Es sábado al mediodía y hace un calor que empapa. El hipermercado Jumbo está repleto, no hay dónde estacionar, los pasillos están atochados de carros llenos de mercadería y la cola en la sección carne es de nunca acabar. Como está de aniversario, hay una plaga de promotoras y la gente se amontona alrededor de ellas tratando de conseguir un aperitivo gratis.
Caminando lentamente entre las conservas y los aceites está ella. Ya ha tomado un martini, un whisky, un jerez y un vaso de vino blanco. Está sola y sin carro. Dobla a la derecha por los lácteos y se alisa su elegante camisero de lanilla verde oliva. Es rellenita y tiene un peinado fresco de peluquería. Se nota altiva y con roce, y el collar de perlas le da un look sobrio. Debe tener por lo menos sesenta y no caben dudas de que, en su mejor época, fue buenamoza.
Aún lo es, pero posee un aire de desencanto que la avejenta. Arrugas casi no tiene y las mejillas se le han coloreado con el trago.
Se detiene en los fideos y ve que al final del pasillo se está juntando gente. Comienza a sonar una música circense, entretenida. Avanza con prisa y las ceras y las toallas pasan rápidamente por su retina. Llega a su destino y ve una especie de carnaval. Es la rotonda central y está llena de niños. Hay globos, letreros y una pequeña orquesta: un órgano electrónico, una trompeta, una batería. La gente se ve contenta y un tipo les entrega dulces a los peques. Ella mira atenta y comienza a llevar el ritmo con el pie.
Detrás de las verduras se abre una puerta y sale un elefante gordito, una zanahoria puntuda, un chanchito rosado, un azulino pez espada y una botella de leche. Marchan en fila y se zangolotean de lado a lado. Parecen enanitos y los trajes de goma se ven tan espumosos que dan ganas de apretarlos. Toman el pasillo de los chocolates y desembocan en la pérgola, donde los niños los esperan. Se escuchan aplausos y los monos comienzan a valsear con los niñitos. Los padres gozan y el manager mira complacido. Todo marcha bien.
Es como un Disneylandia casero. Ella también sonríe y comienza a menearse sola. Zapatea y oscila la cabeza con gracia. La zanahoria salta y salta y el pez espada da vueltas como si fuera un trompo.
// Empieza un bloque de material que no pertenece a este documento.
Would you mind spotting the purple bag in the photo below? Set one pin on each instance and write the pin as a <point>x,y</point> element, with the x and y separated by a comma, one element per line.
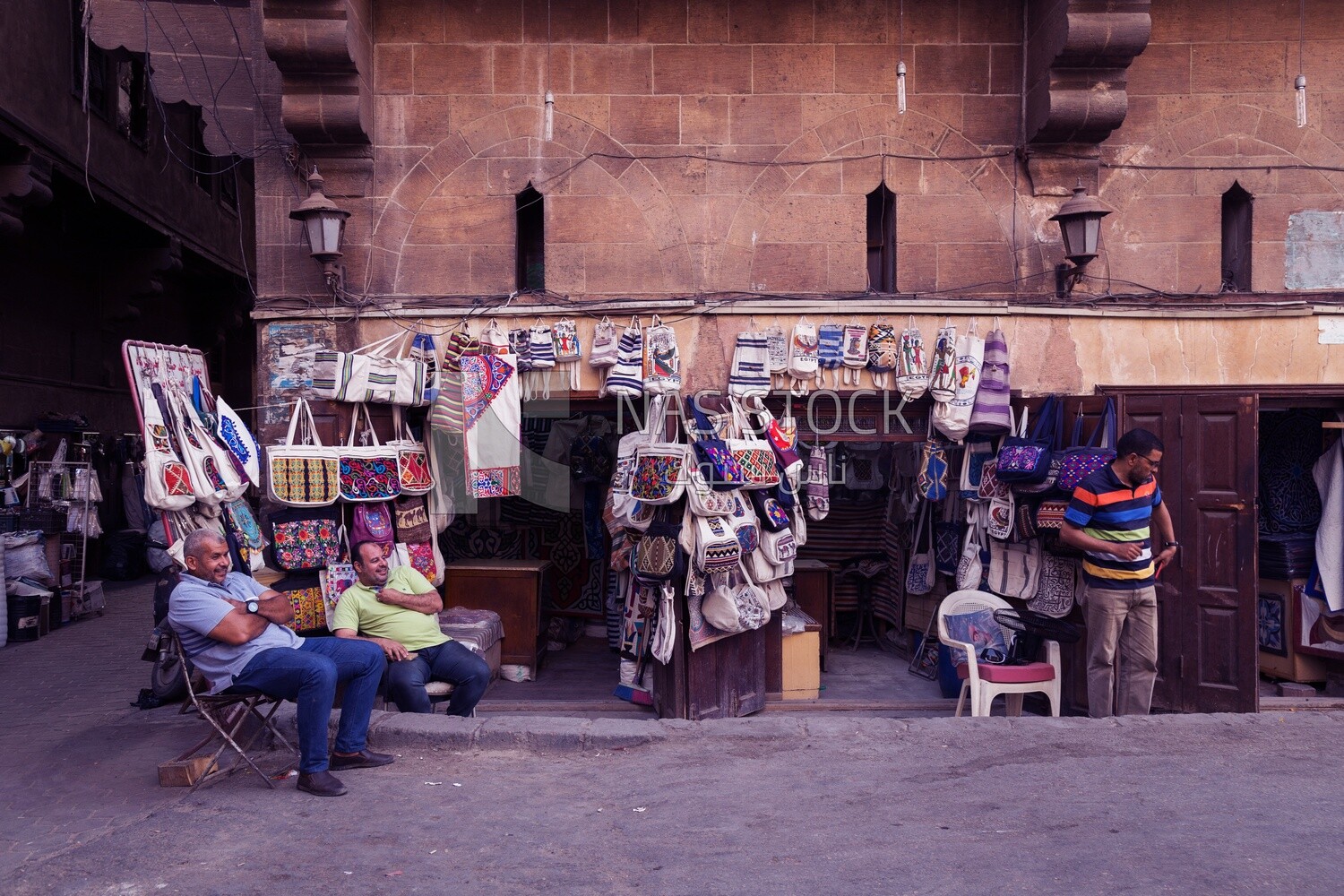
<point>373,521</point>
<point>1080,461</point>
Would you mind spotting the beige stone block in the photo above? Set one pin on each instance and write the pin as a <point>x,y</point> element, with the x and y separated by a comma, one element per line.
<point>949,69</point>
<point>494,269</point>
<point>765,120</point>
<point>792,69</point>
<point>452,69</point>
<point>648,22</point>
<point>771,22</point>
<point>433,271</point>
<point>647,120</point>
<point>809,220</point>
<point>613,70</point>
<point>704,120</point>
<point>483,22</point>
<point>702,69</point>
<point>392,67</point>
<point>789,268</point>
<point>527,69</point>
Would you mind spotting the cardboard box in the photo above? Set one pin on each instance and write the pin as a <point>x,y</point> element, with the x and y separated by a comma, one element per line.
<point>1293,667</point>
<point>801,665</point>
<point>182,772</point>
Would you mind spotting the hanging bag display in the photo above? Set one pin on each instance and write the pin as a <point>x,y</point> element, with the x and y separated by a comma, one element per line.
<point>819,484</point>
<point>301,471</point>
<point>992,411</point>
<point>921,573</point>
<point>883,355</point>
<point>1015,568</point>
<point>567,351</point>
<point>803,357</point>
<point>953,418</point>
<point>375,373</point>
<point>368,471</point>
<point>855,354</point>
<point>411,460</point>
<point>306,538</point>
<point>911,366</point>
<point>1082,460</point>
<point>660,466</point>
<point>753,454</point>
<point>712,455</point>
<point>750,374</point>
<point>626,375</point>
<point>1027,458</point>
<point>661,359</point>
<point>830,354</point>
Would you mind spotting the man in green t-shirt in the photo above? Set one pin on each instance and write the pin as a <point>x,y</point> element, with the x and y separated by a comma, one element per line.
<point>397,610</point>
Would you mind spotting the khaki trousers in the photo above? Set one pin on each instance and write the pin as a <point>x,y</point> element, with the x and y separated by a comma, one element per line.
<point>1121,632</point>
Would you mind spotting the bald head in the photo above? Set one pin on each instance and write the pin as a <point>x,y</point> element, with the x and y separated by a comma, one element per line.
<point>206,555</point>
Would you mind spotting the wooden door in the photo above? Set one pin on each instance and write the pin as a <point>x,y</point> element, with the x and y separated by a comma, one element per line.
<point>1207,657</point>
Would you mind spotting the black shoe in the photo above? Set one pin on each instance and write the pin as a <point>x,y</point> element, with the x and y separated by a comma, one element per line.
<point>363,759</point>
<point>320,783</point>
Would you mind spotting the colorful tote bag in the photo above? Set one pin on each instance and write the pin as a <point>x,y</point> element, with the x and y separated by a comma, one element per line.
<point>992,413</point>
<point>830,354</point>
<point>306,538</point>
<point>626,375</point>
<point>492,413</point>
<point>953,418</point>
<point>911,367</point>
<point>1081,460</point>
<point>368,471</point>
<point>303,471</point>
<point>750,373</point>
<point>661,359</point>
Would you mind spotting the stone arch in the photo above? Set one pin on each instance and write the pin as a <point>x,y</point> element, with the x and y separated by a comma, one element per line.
<point>816,191</point>
<point>1166,233</point>
<point>504,151</point>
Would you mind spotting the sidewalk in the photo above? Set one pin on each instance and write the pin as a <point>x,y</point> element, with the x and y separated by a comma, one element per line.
<point>75,759</point>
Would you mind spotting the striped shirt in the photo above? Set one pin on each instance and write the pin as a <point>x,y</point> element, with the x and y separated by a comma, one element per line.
<point>1109,509</point>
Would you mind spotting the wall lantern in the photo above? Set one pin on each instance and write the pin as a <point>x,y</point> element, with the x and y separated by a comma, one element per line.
<point>1080,222</point>
<point>324,225</point>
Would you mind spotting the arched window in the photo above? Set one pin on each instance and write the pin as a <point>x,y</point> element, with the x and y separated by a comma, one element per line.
<point>531,239</point>
<point>1236,239</point>
<point>882,239</point>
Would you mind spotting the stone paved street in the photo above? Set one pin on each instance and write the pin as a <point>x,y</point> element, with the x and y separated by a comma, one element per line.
<point>789,802</point>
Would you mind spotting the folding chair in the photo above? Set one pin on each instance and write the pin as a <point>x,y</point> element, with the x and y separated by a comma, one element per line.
<point>228,713</point>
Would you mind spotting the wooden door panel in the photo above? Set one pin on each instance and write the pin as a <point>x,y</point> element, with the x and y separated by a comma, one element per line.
<point>1219,562</point>
<point>1160,416</point>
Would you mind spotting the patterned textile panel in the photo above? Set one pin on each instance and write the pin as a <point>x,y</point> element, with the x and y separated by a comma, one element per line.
<point>849,530</point>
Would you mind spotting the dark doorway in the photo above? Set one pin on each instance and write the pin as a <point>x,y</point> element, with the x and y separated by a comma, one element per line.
<point>531,239</point>
<point>1236,239</point>
<point>882,239</point>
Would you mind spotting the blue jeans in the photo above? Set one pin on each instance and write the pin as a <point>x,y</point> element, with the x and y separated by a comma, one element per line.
<point>452,662</point>
<point>308,676</point>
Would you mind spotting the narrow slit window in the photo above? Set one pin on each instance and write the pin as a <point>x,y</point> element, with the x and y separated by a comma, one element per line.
<point>882,239</point>
<point>531,239</point>
<point>1236,239</point>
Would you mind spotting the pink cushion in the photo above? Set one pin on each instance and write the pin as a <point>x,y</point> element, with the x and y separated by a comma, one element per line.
<point>1032,672</point>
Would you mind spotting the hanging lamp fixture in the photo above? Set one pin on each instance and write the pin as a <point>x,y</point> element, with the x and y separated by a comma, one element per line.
<point>1300,82</point>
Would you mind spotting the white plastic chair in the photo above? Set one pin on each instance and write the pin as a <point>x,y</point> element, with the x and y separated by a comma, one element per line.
<point>986,681</point>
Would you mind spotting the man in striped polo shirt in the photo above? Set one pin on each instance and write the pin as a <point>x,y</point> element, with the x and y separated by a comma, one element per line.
<point>1110,517</point>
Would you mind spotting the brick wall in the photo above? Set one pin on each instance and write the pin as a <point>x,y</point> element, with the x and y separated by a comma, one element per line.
<point>728,147</point>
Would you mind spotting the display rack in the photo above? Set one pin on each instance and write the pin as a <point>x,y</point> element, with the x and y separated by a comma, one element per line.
<point>53,498</point>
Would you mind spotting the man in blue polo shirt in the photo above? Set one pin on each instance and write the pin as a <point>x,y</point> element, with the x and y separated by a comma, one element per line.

Las marchas se transforman en una samba y el recinto entero se pone tropical. Ella se ha deslizado y ahora está en el centro del círculo formado por los niños. Baila con fervor. Los monos la miran extrañados, pero siguen danzando y ella hace una especie de charleston: levanta los pies, alza los brazos, se mueve entera. La cartera la ha tirado al suelo. La gente empieza a dejar los carros para ir a mirar. Ella está saltando y tiene el collar en la mano. Se lo pasa sensualmente por detrás del cuello y lo hace girar como si fuera a lanzarlo lejos. Sus caderas se tuercen como un twist a gran velocidad y de su boca salen carcajadas. Cierra los ojos como para hacerse la diva. Es un verdadero torbellino y está sudando.
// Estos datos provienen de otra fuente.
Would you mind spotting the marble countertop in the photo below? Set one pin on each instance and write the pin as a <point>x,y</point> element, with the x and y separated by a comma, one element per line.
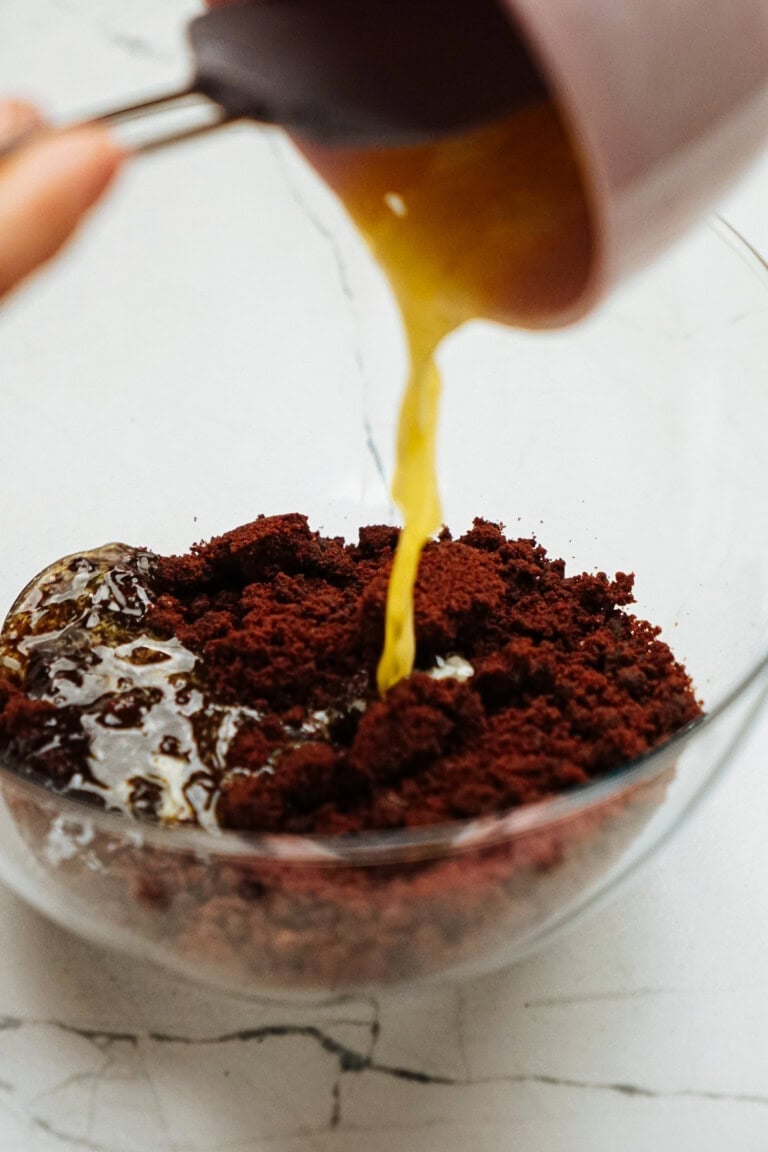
<point>646,1027</point>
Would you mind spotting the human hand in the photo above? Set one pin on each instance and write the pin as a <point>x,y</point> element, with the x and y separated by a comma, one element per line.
<point>46,188</point>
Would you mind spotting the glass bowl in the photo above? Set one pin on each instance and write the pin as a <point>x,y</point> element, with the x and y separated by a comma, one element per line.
<point>220,345</point>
A estas alturas, medio supermercado, incluidos los cabros que cargan los paquetes, está atento. Nadie habla. Apenas se atreven a mirar. Los niños han vuelto donde sus padres y los monos se mueven con menos energía. Las sambas pasan a ser rocanroles y ella agarra vuelo y comienza a mover los hombros y a acercarse a los caballeros y a guiñarles el ojo. Está feliz y baila con todo el brío que le permite su peso. La botella de leche está quieta, observándola, pero ella le pesca una mano y comienzan a ejecutar otro rocanrol con giros, abrazos, swings, manos en el aire. La botella la tira lejos y casi se tropieza. Por poco bota un estante de anchovetas, pero logra recuperar el equilibrio y sigue con mayor cuerda que antes. La gente se mete la mano en los bolsillos y mira la hora.
Un supervisor le hace señas a la orquesta para que pare. Ella sigue moviéndose en silencio hasta que su cuerpo se detiene solo. Camina unos pasos y le dice algo al organista. La gente comienza a marcharse y la rotonda queda vacía. Comienza a sonar un tango y ella se acerca al elefante y lo abraza. Le toma una mano, le coloca el otro brazo en su cintura, pone su trompa alrededor de su tirante cuello y comienzan a bailar lentamente un tango. Están solos los dos y avanzan paso a paso hasta las bebidas, dan media vuelta y retroceden. El elefante la detiene y la mira. Ella le esboza una sonrisa. La música se acaba. Él la abraza aún más fuerte, haciéndola desaparecer entre la goma gris. Le recoge la cartera y se la pasa. Ella le toma la mano y avanzan por el pasillo de los dulces, doblando por los cereales, desapareciendo detrás de las longanizas.